As John Hickey, the executive director of the advocacy group ProVote, told me, ""If you exclude 240,000 people from the electorate, that is plenty to swing the election in Missouri," with state-wide races having razor-thin victory margins as little as 21,000.
Unfortunately, the wily "Thor" Hearne, the St. Louis-based voter-fraud propagandist and Republican lawyer who has been the leading GOP operative promoting vote suppression since 2000, has been working closely with the key Republican legislator promoting a new constitutional amendment requiring photo ID. Republicans are rushing to pass the measure before adjournment this Friday and bring it to voters in August, in time to stop enough blacks, the poor, the elderly, students and the disabled from voting Democratic in November.
The devastating personal impact of denying people the right to vote because they can't get hard-to-get photo ID and birth certificates is best illustrated by a heart-breaking story I reported earlier in the week . I spoke to 97-year-old Shirley Preiss about her efforts to vote in Arizona after having voted for every Democratic Presidential candidate since FDR in 1932. I quote an ACORN organizer about the use of immigrant-bashing as a lever to block American citizens from voting, then I went on to tell Shirley's story. It bears repeating, because what happened to Shirley could happen to every poor person, disabled person, elderly person and minority who doesn't have the ready access to the funds, time and ability to navigate bureaucratic hurdles to obtain government-issued embossed birth certificates and other ID:
"All the discourse here is about immigration," Arizona ACORN organizer Monica Sandschafer observes. "But we're really talking about Arizonans who are Americans and whose legal right to vote is being denied. And while Latino citizens are hit hard, we're finding that all Arizonans are at risk of being disenfranchised by this requirement."
Perhaps no one knows that as well as 97-year-old Shirley Freeda Preiss. She was born at home in Clinton, Kentucky in 1910, before women had the right to vote, and never had a birth certificate. Shirley has voted in every presidential election since FDR first ran in 1932, and proudly describes herself as a "died-in-the-wool Democrat." After living in Arizona for two years, she was eagerly looking forward to casting her ballot in the February primary for the first major woman candidate for President, Hillary Clinton. But lacking a birth certificate or even elementary school records to prove she's a native-born American citizen, the state of Arizona's bureaucrats determined that this former school-teacher who taught generations of Americans shouldn't be allowed to vote."I have a constitutional right to vote, don't I?" she asks with her soft Southern drawl. "I didn't get to vote because of a birth certificate. What am I going to do now?"

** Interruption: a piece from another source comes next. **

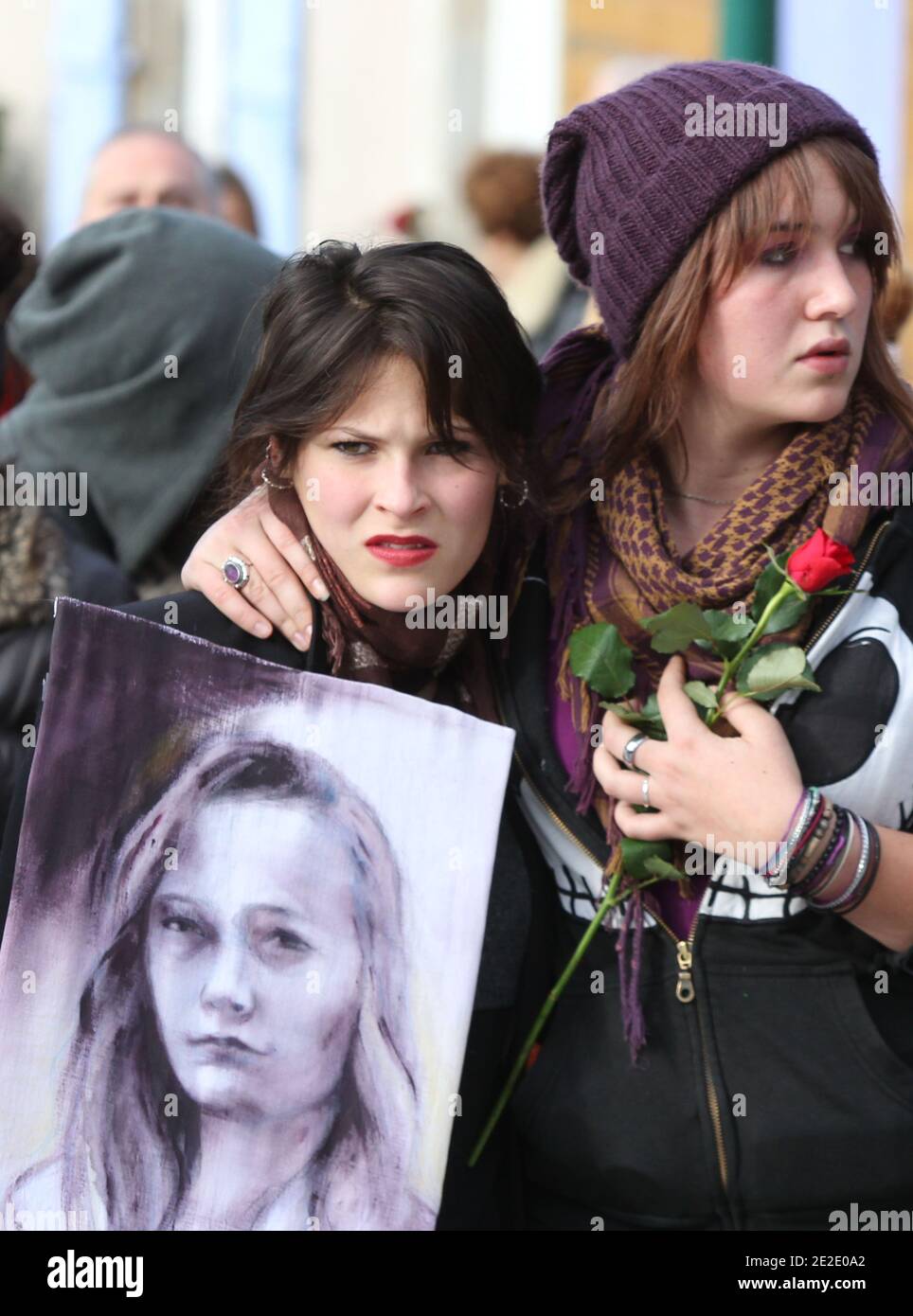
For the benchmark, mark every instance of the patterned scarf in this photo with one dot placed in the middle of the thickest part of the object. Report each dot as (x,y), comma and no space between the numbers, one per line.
(615,560)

Her strong-willed 78-year-old son, Nathan "Joey" Nemnich, a World War II veteran, is infuriated. "I'm pissed. She's an American citizen who worked her whole life and I want her to vote," he says. He went down to the local Motor Vehicle Division to get her an Arizona ID and register her to vote, armed with copies of his mother's three drivers' licenses from her previous home in Texas, along with copies of her Social Security and Medicare cards. All that wasn't good enough for the state of Arizona. "The sons of bitches are taking away our Constitution," Nemnich says.
In Arizona and now as seems likely in Missouri, Kafkaesque rules blend with right-wing ideology to block American citizens like Shirley Preiss from voting, collateral damage in the Republican-led war on democracy. "I was very disappointed," she says of the state's roadblocks to voting. "It's not acceptable. I've always voted."